Recommendations for successful data backup

 

“Like everything in this world, you get the good, the bad and the ugly and this applies to back up software solutions as well,” according to Mollett. She advises to take your time and take a look at all options before deciding on a data backup strategy.

 

“There are many backup options and solutions available in the market that claim to protect your data; to guarantee data immutability; to promise 100% restore and recovery capabilities; to integrate seamlessly into enterprise applications with ‘out of the box’ features and functionality. The list of promises is endless and the options are overwhelming. Use the research and advisory muscle of organisations like Forrester, IDC and Gartner.

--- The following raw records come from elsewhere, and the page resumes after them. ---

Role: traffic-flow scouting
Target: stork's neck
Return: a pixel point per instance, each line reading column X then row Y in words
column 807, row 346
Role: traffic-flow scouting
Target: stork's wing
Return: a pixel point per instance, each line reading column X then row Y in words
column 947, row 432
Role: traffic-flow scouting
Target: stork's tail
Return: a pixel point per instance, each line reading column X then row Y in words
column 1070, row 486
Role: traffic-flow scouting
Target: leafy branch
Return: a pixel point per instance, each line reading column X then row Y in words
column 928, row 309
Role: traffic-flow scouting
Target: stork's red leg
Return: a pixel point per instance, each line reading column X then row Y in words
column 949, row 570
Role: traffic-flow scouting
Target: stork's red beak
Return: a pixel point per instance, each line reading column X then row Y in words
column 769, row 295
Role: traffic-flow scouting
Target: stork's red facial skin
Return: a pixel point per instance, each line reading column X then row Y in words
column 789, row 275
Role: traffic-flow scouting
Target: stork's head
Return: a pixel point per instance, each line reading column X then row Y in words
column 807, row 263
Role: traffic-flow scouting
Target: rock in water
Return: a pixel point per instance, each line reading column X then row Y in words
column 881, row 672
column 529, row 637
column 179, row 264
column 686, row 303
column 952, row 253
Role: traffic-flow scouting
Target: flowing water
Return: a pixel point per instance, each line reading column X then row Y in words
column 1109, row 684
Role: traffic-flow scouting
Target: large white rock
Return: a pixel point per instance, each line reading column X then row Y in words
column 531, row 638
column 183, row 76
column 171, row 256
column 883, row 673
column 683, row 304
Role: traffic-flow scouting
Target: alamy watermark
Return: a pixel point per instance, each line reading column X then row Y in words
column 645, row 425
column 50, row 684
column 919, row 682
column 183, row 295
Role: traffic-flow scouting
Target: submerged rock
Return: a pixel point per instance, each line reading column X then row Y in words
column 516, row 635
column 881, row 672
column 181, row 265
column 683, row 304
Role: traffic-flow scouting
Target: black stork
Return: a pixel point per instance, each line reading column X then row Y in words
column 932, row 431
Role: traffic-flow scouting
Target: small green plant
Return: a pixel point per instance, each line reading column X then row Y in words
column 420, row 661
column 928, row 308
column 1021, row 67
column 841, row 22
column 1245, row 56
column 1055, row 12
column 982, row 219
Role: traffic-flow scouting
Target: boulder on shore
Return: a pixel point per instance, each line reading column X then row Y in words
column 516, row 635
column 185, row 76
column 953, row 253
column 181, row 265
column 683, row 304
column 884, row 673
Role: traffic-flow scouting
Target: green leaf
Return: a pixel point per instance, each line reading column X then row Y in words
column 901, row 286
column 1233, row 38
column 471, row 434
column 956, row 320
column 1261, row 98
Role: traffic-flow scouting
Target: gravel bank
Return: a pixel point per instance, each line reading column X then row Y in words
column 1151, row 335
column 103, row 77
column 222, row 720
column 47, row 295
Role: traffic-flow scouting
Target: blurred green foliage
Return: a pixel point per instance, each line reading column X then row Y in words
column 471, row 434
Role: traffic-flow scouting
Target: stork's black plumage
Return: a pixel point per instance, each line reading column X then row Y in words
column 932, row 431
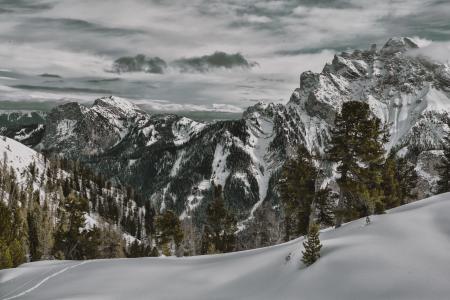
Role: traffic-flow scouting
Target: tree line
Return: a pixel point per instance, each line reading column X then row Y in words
column 368, row 180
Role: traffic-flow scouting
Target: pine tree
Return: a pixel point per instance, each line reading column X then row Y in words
column 297, row 187
column 168, row 231
column 69, row 233
column 221, row 226
column 312, row 246
column 443, row 184
column 356, row 145
column 325, row 207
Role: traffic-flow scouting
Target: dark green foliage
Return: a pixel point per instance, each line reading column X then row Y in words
column 33, row 220
column 312, row 246
column 325, row 207
column 70, row 233
column 168, row 229
column 12, row 252
column 138, row 249
column 357, row 146
column 219, row 232
column 297, row 192
column 443, row 185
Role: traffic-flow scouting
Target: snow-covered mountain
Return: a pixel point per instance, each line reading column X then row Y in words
column 174, row 161
column 31, row 170
column 409, row 243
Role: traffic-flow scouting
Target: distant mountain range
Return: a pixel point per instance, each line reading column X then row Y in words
column 173, row 160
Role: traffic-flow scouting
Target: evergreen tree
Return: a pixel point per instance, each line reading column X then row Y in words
column 12, row 251
column 168, row 232
column 298, row 182
column 70, row 227
column 221, row 225
column 312, row 246
column 443, row 184
column 356, row 145
column 325, row 207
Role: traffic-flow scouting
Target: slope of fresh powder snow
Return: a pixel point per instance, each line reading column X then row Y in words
column 400, row 255
column 19, row 157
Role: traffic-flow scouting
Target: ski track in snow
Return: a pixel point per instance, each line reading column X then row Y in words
column 41, row 282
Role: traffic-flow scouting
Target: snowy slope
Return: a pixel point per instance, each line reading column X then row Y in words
column 400, row 255
column 19, row 157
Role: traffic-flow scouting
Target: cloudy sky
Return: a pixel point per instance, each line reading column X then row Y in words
column 197, row 55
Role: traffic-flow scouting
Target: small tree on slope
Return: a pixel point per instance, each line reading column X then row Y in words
column 443, row 185
column 312, row 246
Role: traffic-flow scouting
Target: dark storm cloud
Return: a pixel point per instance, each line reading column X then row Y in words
column 76, row 25
column 216, row 60
column 60, row 89
column 82, row 39
column 24, row 5
column 139, row 63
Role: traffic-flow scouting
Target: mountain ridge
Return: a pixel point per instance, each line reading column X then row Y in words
column 175, row 161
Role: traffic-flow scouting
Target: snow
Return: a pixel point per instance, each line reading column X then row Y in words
column 196, row 197
column 22, row 135
column 65, row 128
column 150, row 133
column 177, row 164
column 220, row 172
column 260, row 138
column 126, row 107
column 184, row 129
column 400, row 255
column 19, row 157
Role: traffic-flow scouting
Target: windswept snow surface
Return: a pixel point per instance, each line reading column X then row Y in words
column 400, row 255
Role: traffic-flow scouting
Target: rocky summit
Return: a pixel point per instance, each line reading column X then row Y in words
column 173, row 160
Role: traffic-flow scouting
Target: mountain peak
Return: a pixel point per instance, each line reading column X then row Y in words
column 398, row 44
column 122, row 105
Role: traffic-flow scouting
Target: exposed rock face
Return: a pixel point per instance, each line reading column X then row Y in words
column 174, row 160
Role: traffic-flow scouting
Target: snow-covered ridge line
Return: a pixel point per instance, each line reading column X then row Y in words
column 372, row 257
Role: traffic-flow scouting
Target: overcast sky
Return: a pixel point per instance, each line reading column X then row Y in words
column 263, row 45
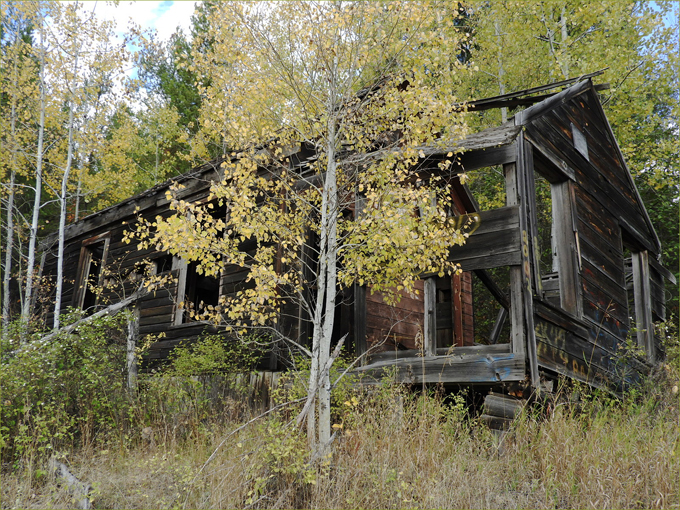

Insist on ‘top right’ solutions; interview existing customers; check references and remember, invariably in this life you get what you pay for. If it seems too good to be true – it probably is.”

 

For Kaftal, moving from the traditional backup strategy to cloud storage is the desired approach.

 

Securely storing backup copies of your critical data is a must-have for defending against malicious attacks. After all, more than half of organisations that did recover their data from ransomware did so from backup copies. The traditional 3-2-1 data protection strategy recommends: 3 copies, 2 media types, 1 off-site location.

 

“Implementing this strategy in the physical world often means cumbersome media and long restore times, and the overhead of managing and maintaining on-premises copies also make it cost prohibitive in some cases. A better alternative is to consider using cloud storage as a backup target.”

 

John Day, Sales Engineering Leader advises businesses to begin their backup strategy by starting in reverse,because “effective backup really starts with the recovery requirements and aligns to the business needs for continued service. Ensuring you have the right recovery solution that aligns to the criticality of the application and data, whilst balancing the cost to the business, as well as the simplicity of operations. For example, with Office 365, protecting email and information held in collaboration tools, using a SaaS solution like our Metallic offering enables customers rapid deployment of protection capabilities, without the overhead of building and maintaining traditional, self-created data protection services.”

 

However businesses decide to backup their data, it’s imperative that they do. In the face of disasters out of human control or cybercriminals looking for an easy win, a disaster recovery plan could be the difference between a business’ survival or a business’ downfall.